Depuis octobre 2020, ces anciens produits ne sont plus commercialisés. Il est en revanche possible de transférer les encours vers un PER individuel afin de regrouper son épargne retraite dans une enveloppe unique, plus souple : sortie possible en capital, portabilité entre établissements, meilleure lisibilité des règles fiscales.
Les objectifs du PER
Le PER poursuit trois grands objectifs :
- Compléter les pensions de retraite : en transformant une partie de vos revenus actuels en épargne longue, vous constituez un capital ou une rente qui viendront s’ajouter à vos pensions de base et complémentaires.

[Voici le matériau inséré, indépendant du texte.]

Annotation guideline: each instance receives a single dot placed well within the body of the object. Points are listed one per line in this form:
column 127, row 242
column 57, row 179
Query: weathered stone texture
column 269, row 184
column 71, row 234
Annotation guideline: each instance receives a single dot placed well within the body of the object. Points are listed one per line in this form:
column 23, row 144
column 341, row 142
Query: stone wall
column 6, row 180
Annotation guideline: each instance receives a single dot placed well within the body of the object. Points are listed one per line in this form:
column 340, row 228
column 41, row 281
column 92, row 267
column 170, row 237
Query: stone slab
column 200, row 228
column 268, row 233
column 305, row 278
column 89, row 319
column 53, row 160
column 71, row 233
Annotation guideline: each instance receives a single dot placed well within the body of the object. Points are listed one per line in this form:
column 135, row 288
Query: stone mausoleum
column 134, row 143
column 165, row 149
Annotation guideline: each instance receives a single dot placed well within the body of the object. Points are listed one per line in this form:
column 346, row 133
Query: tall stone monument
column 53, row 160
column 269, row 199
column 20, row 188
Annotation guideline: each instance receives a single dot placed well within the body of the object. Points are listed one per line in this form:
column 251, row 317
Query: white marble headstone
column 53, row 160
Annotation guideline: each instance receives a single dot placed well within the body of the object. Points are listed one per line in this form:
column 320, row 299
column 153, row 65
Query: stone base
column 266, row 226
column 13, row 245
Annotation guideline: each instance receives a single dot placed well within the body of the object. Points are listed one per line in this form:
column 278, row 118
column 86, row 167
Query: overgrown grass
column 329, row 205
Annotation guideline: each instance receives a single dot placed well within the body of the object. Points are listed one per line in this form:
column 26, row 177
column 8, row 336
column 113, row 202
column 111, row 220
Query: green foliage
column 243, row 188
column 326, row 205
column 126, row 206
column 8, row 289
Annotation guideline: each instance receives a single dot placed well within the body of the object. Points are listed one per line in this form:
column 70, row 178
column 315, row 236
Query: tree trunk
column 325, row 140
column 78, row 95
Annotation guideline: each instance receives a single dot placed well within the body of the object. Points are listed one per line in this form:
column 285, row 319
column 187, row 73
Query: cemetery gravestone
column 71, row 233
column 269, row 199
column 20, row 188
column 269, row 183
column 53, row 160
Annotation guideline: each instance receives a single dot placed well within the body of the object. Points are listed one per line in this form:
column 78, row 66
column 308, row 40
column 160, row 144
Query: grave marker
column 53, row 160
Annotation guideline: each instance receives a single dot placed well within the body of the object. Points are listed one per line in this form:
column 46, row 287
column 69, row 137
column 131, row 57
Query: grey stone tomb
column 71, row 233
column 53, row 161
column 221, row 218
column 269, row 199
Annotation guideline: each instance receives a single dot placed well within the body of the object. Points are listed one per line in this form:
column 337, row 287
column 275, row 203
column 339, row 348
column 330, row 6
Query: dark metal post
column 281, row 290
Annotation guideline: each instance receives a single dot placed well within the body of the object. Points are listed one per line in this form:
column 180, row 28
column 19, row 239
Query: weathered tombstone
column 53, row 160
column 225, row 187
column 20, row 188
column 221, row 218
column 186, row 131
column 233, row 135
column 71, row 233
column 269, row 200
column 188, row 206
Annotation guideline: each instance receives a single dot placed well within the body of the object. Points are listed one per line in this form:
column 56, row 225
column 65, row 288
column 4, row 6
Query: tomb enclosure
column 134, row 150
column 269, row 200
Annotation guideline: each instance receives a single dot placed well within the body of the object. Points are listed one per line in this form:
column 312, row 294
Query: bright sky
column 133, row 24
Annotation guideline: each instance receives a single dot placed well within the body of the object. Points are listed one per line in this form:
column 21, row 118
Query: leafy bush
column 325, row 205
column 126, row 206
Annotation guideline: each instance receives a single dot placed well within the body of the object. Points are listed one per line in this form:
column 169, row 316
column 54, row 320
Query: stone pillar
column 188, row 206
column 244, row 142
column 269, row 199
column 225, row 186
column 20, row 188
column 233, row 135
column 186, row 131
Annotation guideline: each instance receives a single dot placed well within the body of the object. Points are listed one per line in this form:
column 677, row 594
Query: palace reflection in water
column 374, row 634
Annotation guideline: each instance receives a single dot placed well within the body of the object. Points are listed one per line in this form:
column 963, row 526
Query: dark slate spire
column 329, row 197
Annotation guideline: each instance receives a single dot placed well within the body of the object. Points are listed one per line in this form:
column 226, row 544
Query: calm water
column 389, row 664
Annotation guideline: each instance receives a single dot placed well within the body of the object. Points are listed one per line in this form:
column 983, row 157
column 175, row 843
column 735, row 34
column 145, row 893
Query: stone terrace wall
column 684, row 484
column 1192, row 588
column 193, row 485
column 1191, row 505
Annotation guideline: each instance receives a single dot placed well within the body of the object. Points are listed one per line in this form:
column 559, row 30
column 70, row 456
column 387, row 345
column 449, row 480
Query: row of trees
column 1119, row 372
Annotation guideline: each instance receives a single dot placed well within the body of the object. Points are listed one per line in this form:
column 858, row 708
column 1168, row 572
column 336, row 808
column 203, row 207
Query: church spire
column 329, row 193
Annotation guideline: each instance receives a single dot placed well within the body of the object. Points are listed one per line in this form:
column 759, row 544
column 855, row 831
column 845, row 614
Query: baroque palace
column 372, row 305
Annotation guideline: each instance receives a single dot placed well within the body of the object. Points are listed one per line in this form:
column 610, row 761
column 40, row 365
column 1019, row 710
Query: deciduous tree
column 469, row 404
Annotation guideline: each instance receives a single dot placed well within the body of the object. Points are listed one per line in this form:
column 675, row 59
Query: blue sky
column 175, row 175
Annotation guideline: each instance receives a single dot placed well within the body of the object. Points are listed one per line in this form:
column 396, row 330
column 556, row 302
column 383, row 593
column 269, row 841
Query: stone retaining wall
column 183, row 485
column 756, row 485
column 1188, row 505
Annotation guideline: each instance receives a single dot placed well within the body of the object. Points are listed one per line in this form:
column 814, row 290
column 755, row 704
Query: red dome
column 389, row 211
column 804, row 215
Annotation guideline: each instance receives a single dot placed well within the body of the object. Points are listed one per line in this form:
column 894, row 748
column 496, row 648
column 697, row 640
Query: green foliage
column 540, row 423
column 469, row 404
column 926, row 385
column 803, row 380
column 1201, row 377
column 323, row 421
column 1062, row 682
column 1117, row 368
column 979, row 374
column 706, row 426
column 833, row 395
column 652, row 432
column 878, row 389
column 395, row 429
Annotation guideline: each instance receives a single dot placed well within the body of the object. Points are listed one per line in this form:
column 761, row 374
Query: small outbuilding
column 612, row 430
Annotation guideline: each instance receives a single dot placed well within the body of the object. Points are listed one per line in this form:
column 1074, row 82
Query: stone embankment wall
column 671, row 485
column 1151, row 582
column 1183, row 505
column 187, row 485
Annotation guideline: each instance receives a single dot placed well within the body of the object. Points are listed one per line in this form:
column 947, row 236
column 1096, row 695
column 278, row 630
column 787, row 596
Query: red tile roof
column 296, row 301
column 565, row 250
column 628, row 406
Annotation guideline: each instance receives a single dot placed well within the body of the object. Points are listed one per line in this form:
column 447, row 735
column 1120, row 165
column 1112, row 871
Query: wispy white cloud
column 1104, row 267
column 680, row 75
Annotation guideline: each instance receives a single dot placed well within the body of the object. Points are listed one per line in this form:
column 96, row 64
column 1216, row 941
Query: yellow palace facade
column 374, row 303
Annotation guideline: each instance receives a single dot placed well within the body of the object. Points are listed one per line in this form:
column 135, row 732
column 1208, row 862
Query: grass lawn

- Lisser votre fiscalité dans le temps : vous déduisez vos versements à une période où votre taux marginal d’imposition (TMI) est élevé (phase de carrière), et vous serez imposé sur les sorties à un moment où vos revenus devraient être plus faibles (retraite).
- Structurer une épargne de long terme dans un cadre sécurisé et portable : vous pouvez transférer vers un PER les sommes issues d’anciens contrats retraite, regrouper plusieurs dispositifs, et continuer à alimenter votre plan même en changeant d’employeur ou de statut (salarié, TNS, inactif).
2. Les différents types de PER
La loi PACTE a harmonisé le cadre de l’épargne retraite autour d’un même « moule » PER, mais il existe trois grandes familles en fonction de qui met en place le plan et de l’origine des fonds.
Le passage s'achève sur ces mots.